This article is an excerpt from my recently published book The Carbon Farming Solution: A Global Toolkit of Perennial Crops and Regenerative Agriculture Practices, and was part of a series promoting my kickstarter campaign to raise funds with which I completed the book.

Though we rarely think of it, starch is the number two most used carbohydrate in industry, coming just after cellulose which is used in great quantities in papermaking. Unlike many industrial crop categories, there is no “synthetic starch” being made from fossil fuels. The situation, however, is not much better. All, or virtually all industrial starch comes from annual food crops, grown in conventional tillage systems. In fact, 17% of European grain goes to papermaking every year. So first we’re using annuals where perennials might fill the gap, and second we’re using food to make cardboard and drywall. This seems like a waste of food, and if we want to minimize the use of annuals we need to find another strategy. Efforts are also underway to genetically modify plants to produce particular starches useful to industry. Given the wide range of starch types available in nature, and the ingenuity of chemists, I think this is unnecessary and somewhat alarming.

Osage orange
Osage orange is a perennial inedible starch with excellent potential as a feedstock for industrial products like cardboard and bioplastics. It is cold- and drought-hardy. Image courtesy Wikimedia Commons.


Materials from Starch

Starches are important constituents of paper and cardboard, binding to cellulose fibers to strengthen the final product.
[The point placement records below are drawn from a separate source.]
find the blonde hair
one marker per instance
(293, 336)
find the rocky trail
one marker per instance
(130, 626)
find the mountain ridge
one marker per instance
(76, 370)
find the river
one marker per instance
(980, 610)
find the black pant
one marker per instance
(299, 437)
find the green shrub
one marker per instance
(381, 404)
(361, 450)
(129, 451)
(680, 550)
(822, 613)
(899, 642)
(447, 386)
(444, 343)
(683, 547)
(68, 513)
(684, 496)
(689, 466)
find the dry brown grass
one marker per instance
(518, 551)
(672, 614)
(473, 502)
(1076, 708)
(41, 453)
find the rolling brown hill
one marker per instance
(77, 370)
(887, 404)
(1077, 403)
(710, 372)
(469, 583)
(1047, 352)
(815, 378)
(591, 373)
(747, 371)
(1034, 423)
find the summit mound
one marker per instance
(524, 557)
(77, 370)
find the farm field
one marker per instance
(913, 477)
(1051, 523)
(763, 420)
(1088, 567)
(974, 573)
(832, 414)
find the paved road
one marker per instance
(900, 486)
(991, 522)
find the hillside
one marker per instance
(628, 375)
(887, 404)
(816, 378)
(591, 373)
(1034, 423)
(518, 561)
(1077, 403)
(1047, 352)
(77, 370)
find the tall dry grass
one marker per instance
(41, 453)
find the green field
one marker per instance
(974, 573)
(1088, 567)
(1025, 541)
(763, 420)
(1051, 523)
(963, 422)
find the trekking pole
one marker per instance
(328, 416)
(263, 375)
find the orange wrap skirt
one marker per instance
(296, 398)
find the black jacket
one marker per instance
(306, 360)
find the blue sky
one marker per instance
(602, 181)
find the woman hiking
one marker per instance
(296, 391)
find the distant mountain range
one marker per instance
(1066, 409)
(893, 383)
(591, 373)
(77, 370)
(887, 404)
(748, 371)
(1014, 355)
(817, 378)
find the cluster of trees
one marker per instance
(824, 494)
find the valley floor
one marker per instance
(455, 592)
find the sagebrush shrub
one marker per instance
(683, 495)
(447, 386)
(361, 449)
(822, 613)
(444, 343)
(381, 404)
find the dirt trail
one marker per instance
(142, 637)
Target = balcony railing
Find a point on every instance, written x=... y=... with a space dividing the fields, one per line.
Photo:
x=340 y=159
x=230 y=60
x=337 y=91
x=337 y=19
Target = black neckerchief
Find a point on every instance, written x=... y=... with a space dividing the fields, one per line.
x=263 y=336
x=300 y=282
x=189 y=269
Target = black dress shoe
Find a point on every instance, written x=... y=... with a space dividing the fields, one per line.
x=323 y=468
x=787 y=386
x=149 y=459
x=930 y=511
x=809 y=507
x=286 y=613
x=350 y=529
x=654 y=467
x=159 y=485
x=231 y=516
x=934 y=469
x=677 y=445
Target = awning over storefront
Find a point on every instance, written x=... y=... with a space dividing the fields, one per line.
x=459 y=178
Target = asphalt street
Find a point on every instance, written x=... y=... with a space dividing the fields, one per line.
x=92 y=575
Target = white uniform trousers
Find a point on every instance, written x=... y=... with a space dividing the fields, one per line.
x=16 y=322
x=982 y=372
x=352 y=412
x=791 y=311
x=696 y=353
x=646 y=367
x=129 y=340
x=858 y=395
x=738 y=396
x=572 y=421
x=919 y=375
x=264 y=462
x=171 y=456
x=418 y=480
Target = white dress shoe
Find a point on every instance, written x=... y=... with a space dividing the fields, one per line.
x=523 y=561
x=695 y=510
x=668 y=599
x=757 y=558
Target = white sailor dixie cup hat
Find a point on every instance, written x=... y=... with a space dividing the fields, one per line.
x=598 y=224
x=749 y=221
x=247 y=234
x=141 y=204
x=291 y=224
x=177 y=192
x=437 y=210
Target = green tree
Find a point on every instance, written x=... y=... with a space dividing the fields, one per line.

They are also used for their binding properties in textiles. Surprisingly, starches are also used in numerous construction products for their binding and thickening properties, such plasterboard, glues, joint compounds, paints, foams, and ceiling coatings. Starches are important components of bioplastics. One example already in commercial production is starch-based packing foam, which replaces petroleum-based Styrofoam packing peanuts.

Bioplastics are defined as “biodegradable plastics whose components are derived entirely or almost entirely from renewable raw materials.” (Stevens, 104) Plastics are a clear case where replacing fossil fuels means more than looking at energy. You can’t make plastic from solar or wind. Four to five percent of all oil and gas that are refined go to make plastics. Worldwide, 100,000,000 tons of plastic are produced every year, almost all made from fossil fuels. The great majority of these are not biodegradable, causing an incredible pollution problem. Many toxic processes are used to make them, and some partially degrade into serious contaminants as well. It turns out that people have been making plastics from natural materials since the mid-1800s. In fact, Henry Ford debuted a car mostly made from soy–based plastics in 1941, though World War II ended up distracting the world from this achievement (Stevens, 115). Scientists are hard at work developing bio–based, compostable plastics which are made from renewable feedstocks and can break back down into organic matter. What’s missing is an emphasis on perennial, non-destructively harvested feedstocks, especially non-food crops. Bioplastics can be made from cellulose, starch, oils, resins, and other plant–and animal–based materials. Interestingly bioplastics are not necessarily biodegradable, nor is their production necessarily non-toxic. Scientists are working to emphasize non-toxic production and full compostability and have developed many products that meet those needs. Some compostable bioplastics are already in the marketplace. Some are simple and based on starch (at this point mostly GMO corn, obviously not my favorite). These include the extruded foam packing peanuts you may have received in the mail as well as agricultural plastics, trash bags, plasticware, and diapers. Some longer–lived bioplastics can be created by fermenting starches and other biomaterials. These include polyhydroxyvalerate (PHBV), a rather promising new material. Several other bioplastics are getting more attention including some based on polymerized resins like polylactic acid-based (PLA) plastics .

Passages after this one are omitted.